Side note: it's a shame that OpenCL still doesn't have mul24_hi, but CUDA has it.
This is an intentional tradeoff for simplicity. Note that for mining latency doesn't matter, it's all about throughput.
AMD Vega and Polaris have V_MUL_LO_U32 and V_MUL_U32_U24. The 32-bit multiply is 4x longer latency than the 24-bit multiply. I haven't been able to find what the throughput difference is.
Nvidia Pascal has XMAD, which is 16-bit input, 32-bit output multiply-add. A 3 instruction sequence is used to do a full 32-bit multiply:
There's no full-speed, single-instruction common denominator between the two. Doing either 24-bit or 16-bit multiplies would be full speed on one architecture and require extra emulation code on the other architecture. Using normal 32-bit multiplies is a good compromise that's simple and works reasonably on both architectures.

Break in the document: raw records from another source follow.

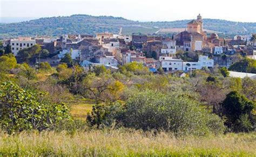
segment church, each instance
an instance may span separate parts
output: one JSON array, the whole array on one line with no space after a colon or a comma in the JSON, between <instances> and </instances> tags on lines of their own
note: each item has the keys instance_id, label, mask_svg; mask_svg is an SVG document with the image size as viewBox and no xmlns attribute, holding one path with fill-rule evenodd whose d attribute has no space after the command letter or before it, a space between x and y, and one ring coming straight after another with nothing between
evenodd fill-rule
<instances>
[{"instance_id":1,"label":"church","mask_svg":"<svg viewBox=\"0 0 256 157\"><path fill-rule=\"evenodd\" d=\"M193 19L187 24L187 28L185 31L181 32L175 37L177 45L177 49L184 51L203 51L205 49L211 49L214 46L220 46L217 44L218 41L221 40L213 38L213 35L216 36L216 33L213 33L210 39L207 40L206 32L203 29L203 20L199 14L197 19ZM214 39L214 40L213 40ZM223 45L221 41L219 45Z\"/></svg>"}]
</instances>

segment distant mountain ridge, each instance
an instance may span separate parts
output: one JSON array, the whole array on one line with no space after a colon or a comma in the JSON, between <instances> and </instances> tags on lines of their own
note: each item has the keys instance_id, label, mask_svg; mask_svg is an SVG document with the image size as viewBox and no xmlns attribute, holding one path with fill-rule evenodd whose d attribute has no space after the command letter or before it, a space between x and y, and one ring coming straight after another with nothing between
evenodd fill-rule
<instances>
[{"instance_id":1,"label":"distant mountain ridge","mask_svg":"<svg viewBox=\"0 0 256 157\"><path fill-rule=\"evenodd\" d=\"M190 20L173 22L140 22L113 16L74 15L70 16L41 18L10 24L0 24L0 38L21 35L57 36L63 34L90 34L109 32L152 33L160 28L184 28ZM204 19L204 28L226 34L256 33L256 23Z\"/></svg>"}]
</instances>

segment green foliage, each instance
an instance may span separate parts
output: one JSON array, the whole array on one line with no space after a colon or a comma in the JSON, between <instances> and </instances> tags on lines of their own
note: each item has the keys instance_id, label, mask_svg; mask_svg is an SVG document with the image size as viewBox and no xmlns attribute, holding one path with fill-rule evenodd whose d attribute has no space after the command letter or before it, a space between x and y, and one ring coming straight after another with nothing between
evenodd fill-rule
<instances>
[{"instance_id":1,"label":"green foliage","mask_svg":"<svg viewBox=\"0 0 256 157\"><path fill-rule=\"evenodd\" d=\"M103 73L110 73L110 71L107 70L104 65L93 66L91 72L95 73L96 76L99 76Z\"/></svg>"},{"instance_id":2,"label":"green foliage","mask_svg":"<svg viewBox=\"0 0 256 157\"><path fill-rule=\"evenodd\" d=\"M249 77L245 77L242 80L241 93L247 98L256 101L256 80Z\"/></svg>"},{"instance_id":3,"label":"green foliage","mask_svg":"<svg viewBox=\"0 0 256 157\"><path fill-rule=\"evenodd\" d=\"M222 105L223 116L227 119L225 124L230 129L237 132L250 130L249 128L244 127L245 126L248 126L245 124L248 123L245 117L250 115L252 110L255 108L254 102L248 99L244 95L239 94L237 91L231 91L227 95ZM243 126L241 127L238 125Z\"/></svg>"},{"instance_id":4,"label":"green foliage","mask_svg":"<svg viewBox=\"0 0 256 157\"><path fill-rule=\"evenodd\" d=\"M141 63L132 62L125 64L121 67L121 72L125 73L127 72L132 72L134 74L146 74L149 73L149 68L143 66Z\"/></svg>"},{"instance_id":5,"label":"green foliage","mask_svg":"<svg viewBox=\"0 0 256 157\"><path fill-rule=\"evenodd\" d=\"M222 67L220 68L220 72L224 77L228 77L230 75L230 72L228 72L226 67Z\"/></svg>"},{"instance_id":6,"label":"green foliage","mask_svg":"<svg viewBox=\"0 0 256 157\"><path fill-rule=\"evenodd\" d=\"M0 72L6 73L17 66L16 59L12 54L2 55L0 57Z\"/></svg>"},{"instance_id":7,"label":"green foliage","mask_svg":"<svg viewBox=\"0 0 256 157\"><path fill-rule=\"evenodd\" d=\"M57 67L57 72L58 73L60 73L63 70L66 70L68 69L68 65L66 63L60 63L58 65Z\"/></svg>"},{"instance_id":8,"label":"green foliage","mask_svg":"<svg viewBox=\"0 0 256 157\"><path fill-rule=\"evenodd\" d=\"M157 53L156 52L156 51L153 51L152 52L152 58L154 59L155 60L157 60Z\"/></svg>"},{"instance_id":9,"label":"green foliage","mask_svg":"<svg viewBox=\"0 0 256 157\"><path fill-rule=\"evenodd\" d=\"M11 82L0 87L0 124L8 133L32 129L42 131L70 118L64 104L51 104L45 94L24 90Z\"/></svg>"},{"instance_id":10,"label":"green foliage","mask_svg":"<svg viewBox=\"0 0 256 157\"><path fill-rule=\"evenodd\" d=\"M137 129L164 130L178 134L221 133L224 127L219 118L201 109L198 103L185 95L143 91L126 102L123 123ZM213 126L218 127L210 127Z\"/></svg>"},{"instance_id":11,"label":"green foliage","mask_svg":"<svg viewBox=\"0 0 256 157\"><path fill-rule=\"evenodd\" d=\"M29 80L37 78L36 70L30 67L27 63L24 63L21 65L19 69L21 70L18 73L18 76L22 76Z\"/></svg>"},{"instance_id":12,"label":"green foliage","mask_svg":"<svg viewBox=\"0 0 256 157\"><path fill-rule=\"evenodd\" d=\"M60 60L60 62L66 63L68 65L68 67L70 68L73 66L73 63L71 55L69 53L66 53L64 56Z\"/></svg>"},{"instance_id":13,"label":"green foliage","mask_svg":"<svg viewBox=\"0 0 256 157\"><path fill-rule=\"evenodd\" d=\"M41 62L39 65L39 69L41 72L51 72L52 68L51 65L46 62Z\"/></svg>"},{"instance_id":14,"label":"green foliage","mask_svg":"<svg viewBox=\"0 0 256 157\"><path fill-rule=\"evenodd\" d=\"M245 59L232 65L228 68L228 70L256 74L256 60L248 58Z\"/></svg>"},{"instance_id":15,"label":"green foliage","mask_svg":"<svg viewBox=\"0 0 256 157\"><path fill-rule=\"evenodd\" d=\"M91 113L88 113L86 121L91 126L98 129L110 127L120 119L123 112L122 105L118 103L109 105L96 104L92 106Z\"/></svg>"},{"instance_id":16,"label":"green foliage","mask_svg":"<svg viewBox=\"0 0 256 157\"><path fill-rule=\"evenodd\" d=\"M158 74L161 74L161 75L164 74L164 69L163 69L161 67L160 67L157 69L157 72L158 73Z\"/></svg>"}]
</instances>

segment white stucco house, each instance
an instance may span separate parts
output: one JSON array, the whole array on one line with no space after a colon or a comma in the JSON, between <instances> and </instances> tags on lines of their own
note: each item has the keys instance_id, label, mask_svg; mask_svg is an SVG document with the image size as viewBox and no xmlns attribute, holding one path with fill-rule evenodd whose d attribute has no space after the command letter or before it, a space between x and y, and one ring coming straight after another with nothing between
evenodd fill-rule
<instances>
[{"instance_id":1,"label":"white stucco house","mask_svg":"<svg viewBox=\"0 0 256 157\"><path fill-rule=\"evenodd\" d=\"M10 40L11 51L16 56L19 51L29 48L36 45L36 40L31 38L19 37L17 39ZM7 45L4 45L6 46Z\"/></svg>"}]
</instances>

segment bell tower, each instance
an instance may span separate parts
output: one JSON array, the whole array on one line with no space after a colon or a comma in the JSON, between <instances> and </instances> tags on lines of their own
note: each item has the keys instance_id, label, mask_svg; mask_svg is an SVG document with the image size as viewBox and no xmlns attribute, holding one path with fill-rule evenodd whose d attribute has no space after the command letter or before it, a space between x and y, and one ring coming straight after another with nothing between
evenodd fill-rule
<instances>
[{"instance_id":1,"label":"bell tower","mask_svg":"<svg viewBox=\"0 0 256 157\"><path fill-rule=\"evenodd\" d=\"M197 16L197 22L200 24L200 32L203 33L204 32L203 28L203 18L202 16L200 15L200 13Z\"/></svg>"}]
</instances>

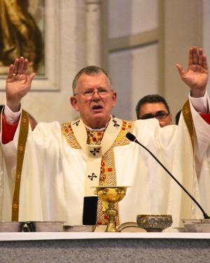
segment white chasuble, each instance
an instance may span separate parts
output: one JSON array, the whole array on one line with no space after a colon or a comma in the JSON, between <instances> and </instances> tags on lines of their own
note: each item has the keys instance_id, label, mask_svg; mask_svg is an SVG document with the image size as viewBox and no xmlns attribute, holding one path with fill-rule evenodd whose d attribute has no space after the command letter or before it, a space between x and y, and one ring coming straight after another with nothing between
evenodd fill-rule
<instances>
[{"instance_id":1,"label":"white chasuble","mask_svg":"<svg viewBox=\"0 0 210 263\"><path fill-rule=\"evenodd\" d=\"M115 119L119 126L114 127L113 119L111 118L99 147L87 144L81 120L62 127L57 122L40 123L29 131L20 189L20 221L62 220L67 224L82 224L84 197L93 194L90 187L111 183L131 187L118 204L120 224L135 222L139 214L172 214L173 227L179 226L181 218L202 217L152 156L125 137L127 132L132 133L190 193L193 187L199 199L193 149L185 121L178 127L160 128L156 119ZM4 173L15 166L7 160L16 145L17 139L1 145ZM3 200L1 207L4 203L8 203ZM10 215L3 215L3 210L1 219L10 220Z\"/></svg>"}]
</instances>

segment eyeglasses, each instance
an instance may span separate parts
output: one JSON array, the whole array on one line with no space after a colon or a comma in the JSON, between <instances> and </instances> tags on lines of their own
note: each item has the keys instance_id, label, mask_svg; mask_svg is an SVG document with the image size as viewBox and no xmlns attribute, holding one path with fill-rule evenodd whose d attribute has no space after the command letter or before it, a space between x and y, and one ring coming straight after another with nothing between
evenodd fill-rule
<instances>
[{"instance_id":1,"label":"eyeglasses","mask_svg":"<svg viewBox=\"0 0 210 263\"><path fill-rule=\"evenodd\" d=\"M160 112L158 112L155 115L148 114L143 115L141 118L140 118L141 120L146 120L148 119L153 119L156 118L158 121L162 121L167 119L167 117L169 115L169 114Z\"/></svg>"},{"instance_id":2,"label":"eyeglasses","mask_svg":"<svg viewBox=\"0 0 210 263\"><path fill-rule=\"evenodd\" d=\"M92 97L95 93L97 93L100 97L105 97L107 96L109 91L111 91L111 90L106 90L105 88L99 88L97 90L92 89L92 90L86 90L83 93L75 93L75 95L78 94L82 94L82 95L83 95L84 97Z\"/></svg>"}]
</instances>

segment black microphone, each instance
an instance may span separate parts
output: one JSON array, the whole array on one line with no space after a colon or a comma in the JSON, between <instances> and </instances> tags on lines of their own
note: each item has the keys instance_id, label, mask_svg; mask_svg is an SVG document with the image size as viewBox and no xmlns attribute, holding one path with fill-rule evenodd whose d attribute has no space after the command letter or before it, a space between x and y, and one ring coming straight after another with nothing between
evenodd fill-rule
<instances>
[{"instance_id":1,"label":"black microphone","mask_svg":"<svg viewBox=\"0 0 210 263\"><path fill-rule=\"evenodd\" d=\"M180 187L190 196L191 200L192 200L199 207L199 208L201 210L202 213L204 215L204 219L210 219L209 216L205 213L204 209L202 208L200 204L195 199L195 198L185 189L185 187L181 184L181 183L174 177L174 176L168 170L168 169L158 159L157 157L155 156L155 155L148 149L147 149L144 145L143 145L141 143L140 143L136 138L136 137L130 133L127 133L126 137L128 140L130 140L132 142L136 142L138 144L141 145L143 148L144 148L147 151L148 151L151 156L158 161L158 163L163 168L163 169L174 179L174 180L180 186Z\"/></svg>"}]
</instances>

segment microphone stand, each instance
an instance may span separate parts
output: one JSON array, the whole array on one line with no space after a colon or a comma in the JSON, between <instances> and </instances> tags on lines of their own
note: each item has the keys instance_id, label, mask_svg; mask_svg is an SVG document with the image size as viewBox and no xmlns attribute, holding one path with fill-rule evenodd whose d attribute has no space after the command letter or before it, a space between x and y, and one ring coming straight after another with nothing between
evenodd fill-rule
<instances>
[{"instance_id":1,"label":"microphone stand","mask_svg":"<svg viewBox=\"0 0 210 263\"><path fill-rule=\"evenodd\" d=\"M141 146L144 149L145 149L147 151L148 151L151 156L157 161L157 162L163 168L163 169L174 179L174 180L180 186L180 187L190 196L190 198L197 204L197 205L199 207L199 208L201 210L202 213L203 213L204 219L210 219L210 217L205 213L204 209L202 208L200 204L197 201L197 200L195 199L195 198L185 189L185 187L178 181L176 178L168 170L168 169L158 159L157 157L155 156L155 155L148 149L147 149L144 145L143 145L141 142L139 142L135 137L135 136L130 133L127 133L126 134L126 137L128 140L130 140L132 142L134 142Z\"/></svg>"}]
</instances>

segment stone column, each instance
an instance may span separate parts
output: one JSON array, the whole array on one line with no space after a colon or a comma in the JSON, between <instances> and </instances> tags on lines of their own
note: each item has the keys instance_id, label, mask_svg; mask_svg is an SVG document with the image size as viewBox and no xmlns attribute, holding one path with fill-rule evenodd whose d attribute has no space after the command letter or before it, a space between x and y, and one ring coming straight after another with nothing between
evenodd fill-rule
<instances>
[{"instance_id":1,"label":"stone column","mask_svg":"<svg viewBox=\"0 0 210 263\"><path fill-rule=\"evenodd\" d=\"M86 64L101 66L101 3L86 0Z\"/></svg>"}]
</instances>

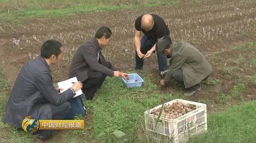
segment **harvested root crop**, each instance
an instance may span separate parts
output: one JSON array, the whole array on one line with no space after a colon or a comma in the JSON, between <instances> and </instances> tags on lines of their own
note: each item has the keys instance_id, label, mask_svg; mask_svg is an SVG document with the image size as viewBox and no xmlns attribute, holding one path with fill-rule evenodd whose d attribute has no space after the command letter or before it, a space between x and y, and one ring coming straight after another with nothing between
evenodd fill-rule
<instances>
[{"instance_id":1,"label":"harvested root crop","mask_svg":"<svg viewBox=\"0 0 256 143\"><path fill-rule=\"evenodd\" d=\"M151 114L155 115L158 115L161 109L160 108L157 109L153 109ZM176 102L173 103L172 105L167 104L163 106L161 117L174 119L195 109L195 105L185 104L179 102Z\"/></svg>"}]
</instances>

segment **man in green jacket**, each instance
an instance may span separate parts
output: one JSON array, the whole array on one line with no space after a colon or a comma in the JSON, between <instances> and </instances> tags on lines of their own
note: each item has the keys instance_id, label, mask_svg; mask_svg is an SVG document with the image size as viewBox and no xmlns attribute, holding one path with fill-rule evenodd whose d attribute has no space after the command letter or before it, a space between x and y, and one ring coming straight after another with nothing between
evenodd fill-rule
<instances>
[{"instance_id":1,"label":"man in green jacket","mask_svg":"<svg viewBox=\"0 0 256 143\"><path fill-rule=\"evenodd\" d=\"M162 86L169 85L175 80L187 90L184 93L191 96L201 89L200 83L207 80L212 72L212 66L204 55L190 44L185 42L171 43L168 35L156 44L159 53L170 57L170 67L161 80Z\"/></svg>"}]
</instances>

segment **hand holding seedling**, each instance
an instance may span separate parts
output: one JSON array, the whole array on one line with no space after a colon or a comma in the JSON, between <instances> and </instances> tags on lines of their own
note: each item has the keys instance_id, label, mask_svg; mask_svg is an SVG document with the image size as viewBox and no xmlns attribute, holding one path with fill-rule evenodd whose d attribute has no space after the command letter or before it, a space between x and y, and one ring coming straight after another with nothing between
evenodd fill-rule
<instances>
[{"instance_id":1,"label":"hand holding seedling","mask_svg":"<svg viewBox=\"0 0 256 143\"><path fill-rule=\"evenodd\" d=\"M164 82L163 81L163 80L160 80L160 85L161 85L161 86L164 86L165 85L165 84L164 84Z\"/></svg>"},{"instance_id":2,"label":"hand holding seedling","mask_svg":"<svg viewBox=\"0 0 256 143\"><path fill-rule=\"evenodd\" d=\"M145 56L144 57L144 58L150 57L152 54L152 52L153 51L151 50L149 50L149 51L148 51L146 54L144 55Z\"/></svg>"},{"instance_id":3,"label":"hand holding seedling","mask_svg":"<svg viewBox=\"0 0 256 143\"><path fill-rule=\"evenodd\" d=\"M83 87L83 84L80 81L74 83L71 88L74 89L75 92L76 92Z\"/></svg>"},{"instance_id":4,"label":"hand holding seedling","mask_svg":"<svg viewBox=\"0 0 256 143\"><path fill-rule=\"evenodd\" d=\"M126 73L120 72L120 76L124 78L126 80L129 80L129 75Z\"/></svg>"},{"instance_id":5,"label":"hand holding seedling","mask_svg":"<svg viewBox=\"0 0 256 143\"><path fill-rule=\"evenodd\" d=\"M143 54L141 52L141 51L137 51L137 53L138 56L139 57L139 58L142 58L142 59L144 58L144 57L145 57L145 55Z\"/></svg>"},{"instance_id":6,"label":"hand holding seedling","mask_svg":"<svg viewBox=\"0 0 256 143\"><path fill-rule=\"evenodd\" d=\"M114 71L114 75L113 75L114 77L120 77L120 72L119 71Z\"/></svg>"}]
</instances>

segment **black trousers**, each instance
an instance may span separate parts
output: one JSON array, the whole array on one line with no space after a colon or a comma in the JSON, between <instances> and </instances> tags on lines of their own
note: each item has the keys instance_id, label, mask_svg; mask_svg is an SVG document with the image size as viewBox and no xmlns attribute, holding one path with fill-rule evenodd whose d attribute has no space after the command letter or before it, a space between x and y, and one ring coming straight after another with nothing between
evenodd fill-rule
<instances>
[{"instance_id":1,"label":"black trousers","mask_svg":"<svg viewBox=\"0 0 256 143\"><path fill-rule=\"evenodd\" d=\"M58 106L50 104L52 113L52 120L63 120L69 115L71 109L70 104L68 102ZM51 120L52 119L49 119ZM39 119L40 120L40 119ZM33 133L33 135L40 140L45 140L52 136L52 130L38 130Z\"/></svg>"},{"instance_id":2,"label":"black trousers","mask_svg":"<svg viewBox=\"0 0 256 143\"><path fill-rule=\"evenodd\" d=\"M185 86L185 85L184 83L183 71L181 69L177 69L175 71L173 71L172 72L171 76L172 76L172 78L173 79L174 79L175 81L176 81L180 84L181 84ZM205 78L204 80L202 80L201 81L206 80L208 77L209 77L209 75L207 76L206 78ZM195 86L190 87L189 88L188 88L188 89L190 90L190 89L193 89L194 88L197 88L198 85L199 84L199 83L197 83L197 84L195 85Z\"/></svg>"},{"instance_id":3,"label":"black trousers","mask_svg":"<svg viewBox=\"0 0 256 143\"><path fill-rule=\"evenodd\" d=\"M112 64L109 62L105 63L104 66L111 69ZM88 70L87 72L88 78L83 82L82 91L84 93L87 100L91 100L97 89L100 88L105 80L106 75L99 72Z\"/></svg>"}]
</instances>

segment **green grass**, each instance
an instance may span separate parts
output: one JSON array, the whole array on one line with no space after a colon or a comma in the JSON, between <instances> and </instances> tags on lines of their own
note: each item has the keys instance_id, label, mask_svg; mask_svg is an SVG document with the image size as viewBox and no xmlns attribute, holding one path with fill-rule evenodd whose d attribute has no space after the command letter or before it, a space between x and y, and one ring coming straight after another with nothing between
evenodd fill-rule
<instances>
[{"instance_id":1,"label":"green grass","mask_svg":"<svg viewBox=\"0 0 256 143\"><path fill-rule=\"evenodd\" d=\"M0 143L34 143L31 135L2 122L9 90L7 82L3 80L2 70L0 70Z\"/></svg>"},{"instance_id":2,"label":"green grass","mask_svg":"<svg viewBox=\"0 0 256 143\"><path fill-rule=\"evenodd\" d=\"M27 21L28 19L37 17L56 17L60 16L66 17L75 14L85 14L89 12L102 12L118 10L128 9L141 7L161 6L164 5L175 5L177 3L177 0L155 0L153 1L145 0L143 2L138 2L134 0L130 3L119 3L118 0L62 0L48 1L49 0L35 0L31 1L29 0L24 0L25 6L20 6L21 10L11 10L0 11L0 19L4 24L6 23L22 23ZM8 2L7 2L8 1ZM48 1L48 2L47 2ZM0 6L3 3L9 3L10 5L19 6L16 0L4 0L0 3ZM2 4L1 4L2 3ZM27 3L27 4L25 4ZM58 8L52 7L55 4L60 6ZM45 6L44 5L45 5ZM49 6L48 6L49 5ZM26 7L23 8L24 7Z\"/></svg>"},{"instance_id":3,"label":"green grass","mask_svg":"<svg viewBox=\"0 0 256 143\"><path fill-rule=\"evenodd\" d=\"M255 143L256 102L208 116L208 131L189 143Z\"/></svg>"},{"instance_id":4,"label":"green grass","mask_svg":"<svg viewBox=\"0 0 256 143\"><path fill-rule=\"evenodd\" d=\"M148 78L143 78L144 85L132 89L126 88L120 79L107 78L102 89L96 93L97 99L85 102L85 105L92 110L94 120L89 128L93 128L94 136L97 139L103 143L142 142L142 137L136 133L144 126L144 112L179 97L161 93L159 87ZM117 138L112 133L116 131L124 132L125 135ZM79 132L76 133L79 136Z\"/></svg>"}]
</instances>

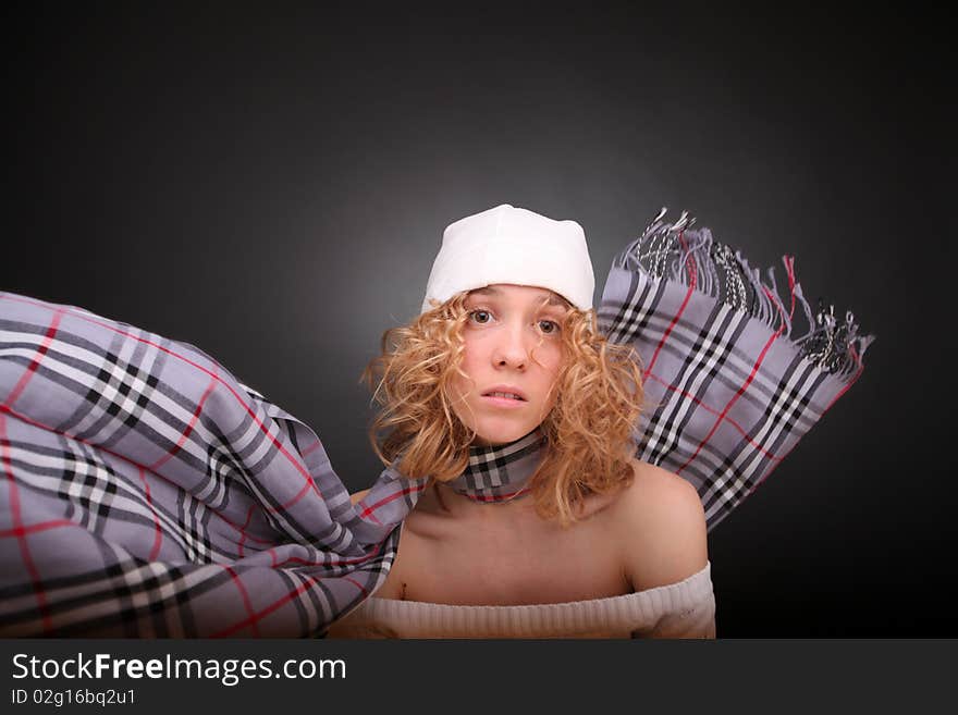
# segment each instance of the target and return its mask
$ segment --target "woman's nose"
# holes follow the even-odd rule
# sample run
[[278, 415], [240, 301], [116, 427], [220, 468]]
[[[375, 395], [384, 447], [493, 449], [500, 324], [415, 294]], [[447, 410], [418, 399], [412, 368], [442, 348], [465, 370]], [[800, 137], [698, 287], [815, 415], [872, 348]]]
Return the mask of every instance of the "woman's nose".
[[493, 362], [500, 367], [524, 369], [529, 360], [527, 341], [521, 326], [504, 326], [493, 349]]

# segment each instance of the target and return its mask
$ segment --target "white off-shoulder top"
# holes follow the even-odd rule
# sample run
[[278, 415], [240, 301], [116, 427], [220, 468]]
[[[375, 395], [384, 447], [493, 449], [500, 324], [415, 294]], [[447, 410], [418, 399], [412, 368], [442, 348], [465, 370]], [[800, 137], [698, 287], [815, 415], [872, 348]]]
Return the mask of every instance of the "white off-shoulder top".
[[609, 599], [449, 606], [369, 597], [330, 638], [715, 638], [711, 562], [688, 578]]

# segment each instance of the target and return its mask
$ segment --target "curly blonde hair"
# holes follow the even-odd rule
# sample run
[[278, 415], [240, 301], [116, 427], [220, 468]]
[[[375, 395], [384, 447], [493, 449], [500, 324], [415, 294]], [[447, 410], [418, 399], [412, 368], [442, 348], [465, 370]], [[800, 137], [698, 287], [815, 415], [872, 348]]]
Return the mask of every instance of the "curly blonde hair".
[[[453, 411], [450, 395], [454, 377], [464, 375], [468, 295], [458, 293], [407, 325], [386, 330], [381, 355], [363, 372], [381, 405], [369, 428], [370, 443], [384, 465], [398, 457], [397, 468], [407, 478], [445, 482], [466, 469], [476, 433]], [[594, 310], [569, 306], [561, 336], [565, 359], [555, 405], [540, 426], [546, 452], [530, 489], [541, 517], [568, 526], [588, 494], [631, 483], [630, 437], [643, 391], [638, 354], [609, 343]]]

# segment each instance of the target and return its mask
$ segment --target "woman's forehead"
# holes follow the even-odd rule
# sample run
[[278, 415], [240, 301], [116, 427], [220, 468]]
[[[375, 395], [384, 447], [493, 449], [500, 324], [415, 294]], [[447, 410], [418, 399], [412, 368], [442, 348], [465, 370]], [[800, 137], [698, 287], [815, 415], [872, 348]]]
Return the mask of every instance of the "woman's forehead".
[[511, 283], [496, 283], [494, 285], [487, 285], [481, 288], [476, 288], [474, 291], [469, 291], [469, 296], [521, 296], [528, 297], [530, 300], [543, 300], [546, 305], [555, 306], [557, 308], [569, 307], [568, 300], [563, 298], [557, 293], [550, 291], [549, 288], [540, 288], [530, 285], [513, 285]]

This is one of the small optimizations that a theoretical ProgPoW ASIC could do to be 10-20% more efficient than existing GPUs. The inner ProgPoW loop expands to about 200 instructions on Pascal. This optimization on average would save <10 instructions.
Digging into the profiling data behind our Understanding ProgPoW blog post I just noticed that Turing appears to have a full-speed IMAD instruction. This allows the inner loop to be about 150 instructions, mostly because the *33 from the merge() takes a single IMAD instead of 2 XMADs.
So a ProgPoW ASIC with this optimization would simply match a GPU you can buy today.